Our community is home to world-renowned artists and an epicentre for the cultural industries. Arts and culture is a staple for our residents and is part of our experience as Torontonians. The cultural industries, including Film and Television, are a significant creator of employment in our community and city.
As Chair of the Toronto Film, Television & Digital Media Board, I am working to ensure that Toronto remains a major player in the cultural sector, and that Ward 14 continues to attract these good, local jobs. Working with artists, residents and businesses, I have worked to ensure our community enlivened with art, and our community is able to attract performances from all over the world.
Learn more about the Toronto Film, Television & Digital Media Board.
I encourage you to also sign up for CultureTO, a weekly e-newsletter produced by the City of Toronto's Economic Development & Culture Division that focuses on available resources and supports to help Toronto’s culture sector. Sign up for CultureTO.
You can also sign up for my weekly e-newsletter.
East End Arts
East End Arts is a non-profit community arts organization that serves the east end of Toronto. We provide inclusive arts programming and events to our local communities, including youth, newcomers, seniors and priority groups. We also provide professional development opportunities to both emerging and established artists and arts organizations.
Our service area includes wards 14 and 19, which are loosely defined to the north by the Don Valley Parkway and Sunrise Avenue, as far south as Lake Ontario, as far west as Don Valley Parkway, and as far east as Victoria Park Avenue.
The east end is an area that is brimming with artists, arts and cultural organizations, and a wide array of creative communities and projects. The neighbourhoods we serve include Blake-Jones, Danforth Village, East Chinatown, East Danforth, East York, Greektown, Greenwood-Coxwell, Leslieville, O’Connor Parkview, Old East Danforth, Pape Village, Parkview Hills, Riverdale, Studio District, The Beaches, Topham Park, West Danforth, Woodbine Gardens and Woodbine-Lumsden.
Crow’s Theatre
Resonating with Toronto’s civic, community and cultural milieu – Crow’s Theatre at Streetcar Crowsnest adapts and evolves as the social, economic, cultural environment of the city adapts and evolves. Crow’s Theatre is distinguished as a preeminent cultural destination for its far-reaching imagination, ideas, exchange, diversity and grassroots belief in how artists and their work can change and sustain the life of communities.
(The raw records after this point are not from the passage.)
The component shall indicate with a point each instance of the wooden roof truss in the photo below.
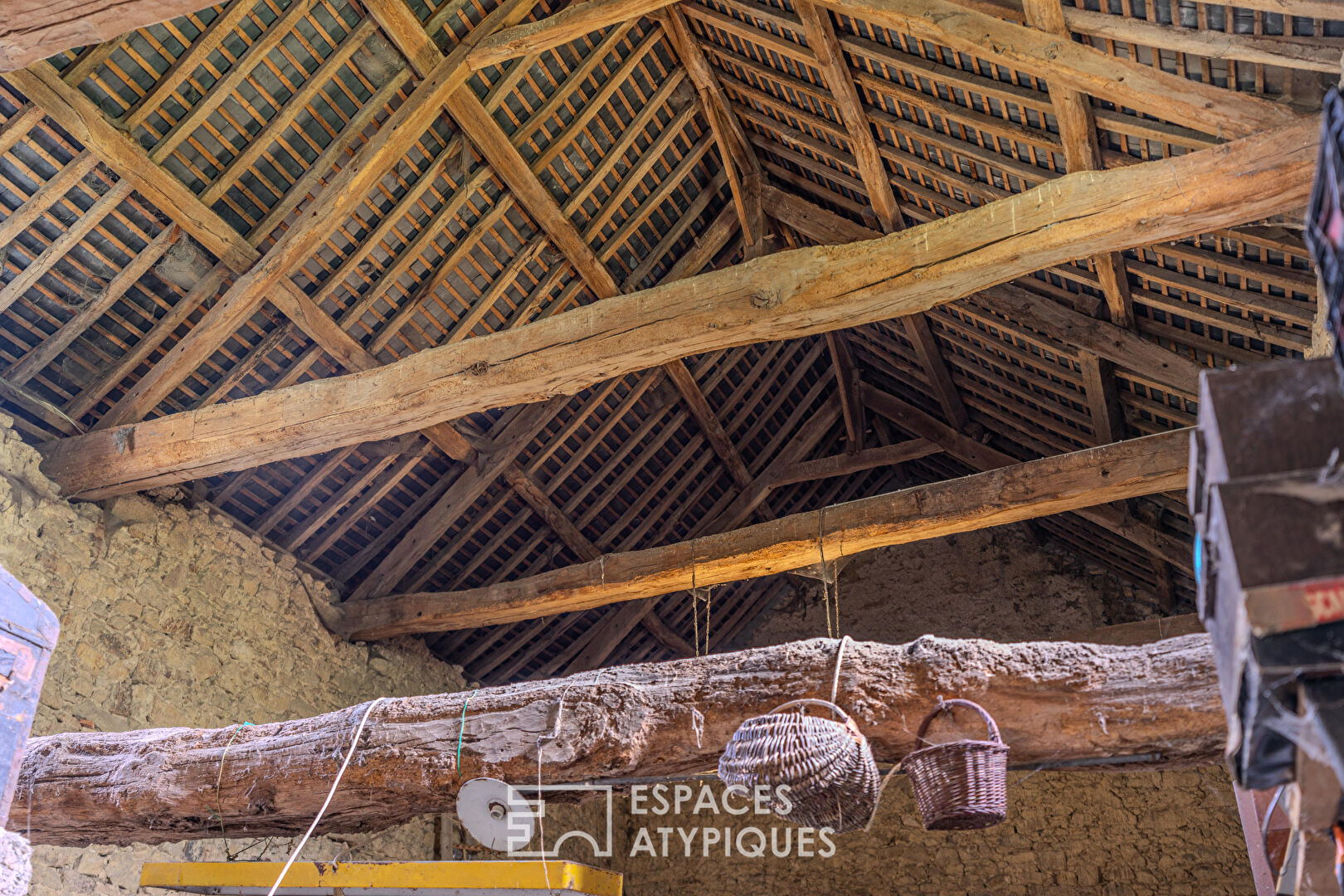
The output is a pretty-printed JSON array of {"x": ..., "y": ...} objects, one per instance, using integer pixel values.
[{"x": 269, "y": 192}]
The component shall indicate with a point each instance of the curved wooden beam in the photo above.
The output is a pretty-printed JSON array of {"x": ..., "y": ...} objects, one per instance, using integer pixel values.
[
  {"x": 782, "y": 296},
  {"x": 1054, "y": 703},
  {"x": 1007, "y": 494}
]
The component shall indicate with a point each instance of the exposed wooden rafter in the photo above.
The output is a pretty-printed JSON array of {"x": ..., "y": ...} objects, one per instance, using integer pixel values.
[
  {"x": 782, "y": 296},
  {"x": 1007, "y": 494}
]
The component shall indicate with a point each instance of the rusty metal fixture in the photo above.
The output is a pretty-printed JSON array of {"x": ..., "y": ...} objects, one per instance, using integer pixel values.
[
  {"x": 827, "y": 765},
  {"x": 962, "y": 785}
]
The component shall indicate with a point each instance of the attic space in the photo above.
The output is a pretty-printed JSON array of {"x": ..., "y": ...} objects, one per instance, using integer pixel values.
[{"x": 410, "y": 409}]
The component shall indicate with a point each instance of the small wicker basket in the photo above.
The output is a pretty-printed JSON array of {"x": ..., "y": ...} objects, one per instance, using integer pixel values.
[
  {"x": 960, "y": 785},
  {"x": 827, "y": 765}
]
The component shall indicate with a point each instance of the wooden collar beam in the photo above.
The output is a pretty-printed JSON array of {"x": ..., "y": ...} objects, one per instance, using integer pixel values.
[
  {"x": 1008, "y": 494},
  {"x": 782, "y": 296}
]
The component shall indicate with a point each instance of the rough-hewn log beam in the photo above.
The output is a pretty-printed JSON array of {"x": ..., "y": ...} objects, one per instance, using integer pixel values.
[
  {"x": 1054, "y": 702},
  {"x": 32, "y": 30},
  {"x": 784, "y": 296},
  {"x": 1008, "y": 494}
]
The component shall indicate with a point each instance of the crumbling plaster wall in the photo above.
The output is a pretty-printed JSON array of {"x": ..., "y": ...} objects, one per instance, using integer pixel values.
[
  {"x": 1069, "y": 833},
  {"x": 173, "y": 617}
]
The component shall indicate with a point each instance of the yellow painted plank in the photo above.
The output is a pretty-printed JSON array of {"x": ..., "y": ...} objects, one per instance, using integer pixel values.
[{"x": 446, "y": 874}]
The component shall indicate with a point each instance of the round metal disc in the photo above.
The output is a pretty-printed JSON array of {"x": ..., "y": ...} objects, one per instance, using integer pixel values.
[{"x": 496, "y": 815}]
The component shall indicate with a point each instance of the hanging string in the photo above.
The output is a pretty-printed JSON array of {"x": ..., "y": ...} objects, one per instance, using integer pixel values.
[
  {"x": 838, "y": 581},
  {"x": 541, "y": 742},
  {"x": 353, "y": 746},
  {"x": 461, "y": 727},
  {"x": 695, "y": 609},
  {"x": 825, "y": 579},
  {"x": 709, "y": 603},
  {"x": 219, "y": 781}
]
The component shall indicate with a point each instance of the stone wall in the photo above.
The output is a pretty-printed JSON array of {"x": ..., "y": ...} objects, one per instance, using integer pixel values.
[{"x": 173, "y": 617}]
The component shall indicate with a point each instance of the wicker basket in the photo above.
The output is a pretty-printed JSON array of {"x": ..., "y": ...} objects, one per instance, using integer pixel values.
[
  {"x": 960, "y": 785},
  {"x": 827, "y": 765}
]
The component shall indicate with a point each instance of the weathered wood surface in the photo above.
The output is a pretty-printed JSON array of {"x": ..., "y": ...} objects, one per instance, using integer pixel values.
[
  {"x": 782, "y": 296},
  {"x": 1054, "y": 702},
  {"x": 1008, "y": 494},
  {"x": 32, "y": 30}
]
Crow’s Theatre is accessible to people of all backgrounds and ages. Crow’s Theatre is a catalyst in the community focusing on transformative experiences in unexpected places through the universality of the arts.
In our home at Streetcar Crowsnest, Crow’s Theatre is a unique addition to the ecology of Toronto’s non-profit arts scene, filling a long-standing need for a year-round venue in the East End of Toronto. In our third year, Crow’s has quickly become a stimulant for a year-round flourishing arts and events space.
xoTO Schools
The City of Toronto in collaboration with the local screen industry, has established xoTO Schools, a pilot program with the Toronto District School Board (TDSB) to enable enhanced access for location filming in 11 pre-approved TDSB properties. The scouting and permit application processes are streamlined for each of these properties, with the program offering a special daily rate card and 72-hour permit turnaround. More information on the program and the 11 sites currently participating are available through Ontario Creates and the city’s news release.
Murals
Ward 14 is full of beautiful street art and murals. You can find them on the sides of buildings, in lanes, along fences and in our parks.
StreetARToronto (StART) is a suite of innovative programs designed specifically for streets and public spaces. Initiated in 2012 as an integral part of the city’s Graffiti Management Plan, StART has been successful in reducing graffiti vandalism and replacing it with vibrant, colourful, community-engaged street art. StART programs encourage active transportation (walking and cycling), make our streets more beautiful and safe, showcase local artists, mentor emerging talent, reduce overall infrastructure maintenance costs and more.
The East End Bridges to Art Project was a project I initiated in 2017 with the idea of painting a series of murals on the rail bridges in Toronto-Danforth.
Leslie Barns Art
As part of the site plan agreement for the TTC's Leslie Barns in 2009, I negotiated a major contribution for public art to anchor Leslie Street as the gateway to the Leslie Spit. Following a nation-wide art competition, artist Dean Baldwin was awarded the contract by the City of Toronto in 2017.
You will find the magnificent "Typha" – an homage to the Leslie Street Spit – now at the south-east corner of Lakeshore and Leslie. This piece is constructed of Toronto streetcar railway track, rods and other profiles of Corten weathering steel, which have been sculpted into an impressive collection of reeds, rushes and cattails bundled into a five ton flower arrangement.